How do I deploy the Autoscaler in my environment?
If you want the simplest design, you can deploy the Autoscaler in a per-project topology, where each team that owns one or more Spanner instances becomes responsible for the Autoscaler infrastructure and configuration. Here’s what that looks like:
Alternatively, if you want more control over the Autoscaler infrastructure and configuration, you can opt to centralize them and give the responsibility to a single operations team. This topology could be desirable in highly regulated industries. Here’s a look at that topology:
If you want the best of both worlds, you can centralize the Autoscaler infrastructure so that a single team is in charge of it, which offers your application teams the freedom to manage the configuration of the Autoscaler for their individual Spanner deployments. This diagram shows this deployment option.
To get you up and running quickly, the GitHub repository includes the Terraform configuration files and step-by-step instructions for each of the different environments.
How does Autoscaler work?
In a nutshell, the Autoscaler retrieves metrics from the Cloud Monitoring API, compares them to recommended thresholds, and requests Spanner to add or remove nodes. This diagram shows the internal components of the distributed deployment.
You define how often the Autoscaler gets the metrics by configuring one or more Cloud Scheduler Jobs (1). When these jobs trigger, Cloud Scheduler publishes a message with per-instance configuration parameters that you define into a Pub/Sub queue (2).
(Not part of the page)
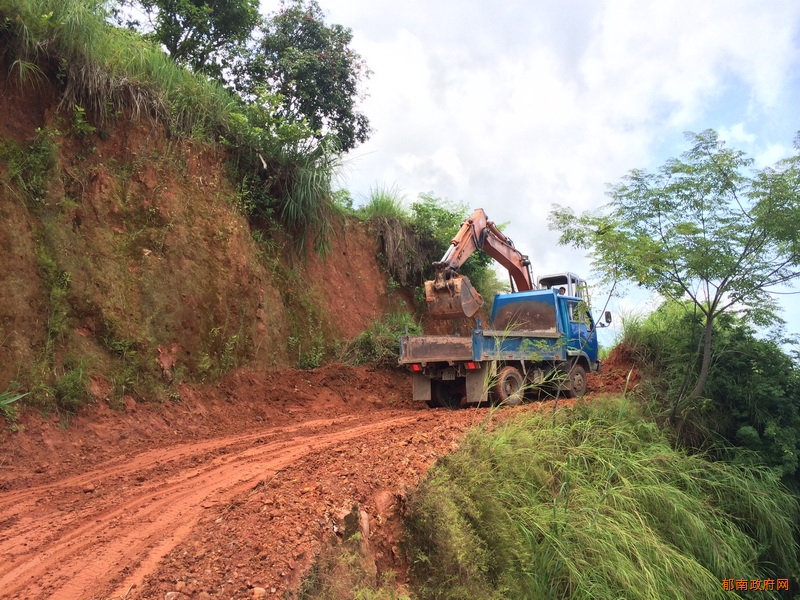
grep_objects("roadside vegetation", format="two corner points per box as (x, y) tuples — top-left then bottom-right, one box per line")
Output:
(407, 399), (798, 600)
A Cloud Function (“Poller”) reads the message (3), calls the Cloud Monitoring API to get the Cloud Spanner instance metrics (4), and publishes them into another Pub/Sub queue (5).
A separate Cloud Function (“Scaler”) reads the new message (6), verifies that a safe period has passed since the last scaling event (7), calculates the number of recommended nodes, and requests Cloud Spanner to add or remove nodes to a particular instance (8).
Throughout the flow, the Autoscaler writes a step-by-step summary of its recommendations and actions to Cloud Logging for tracking and auditing.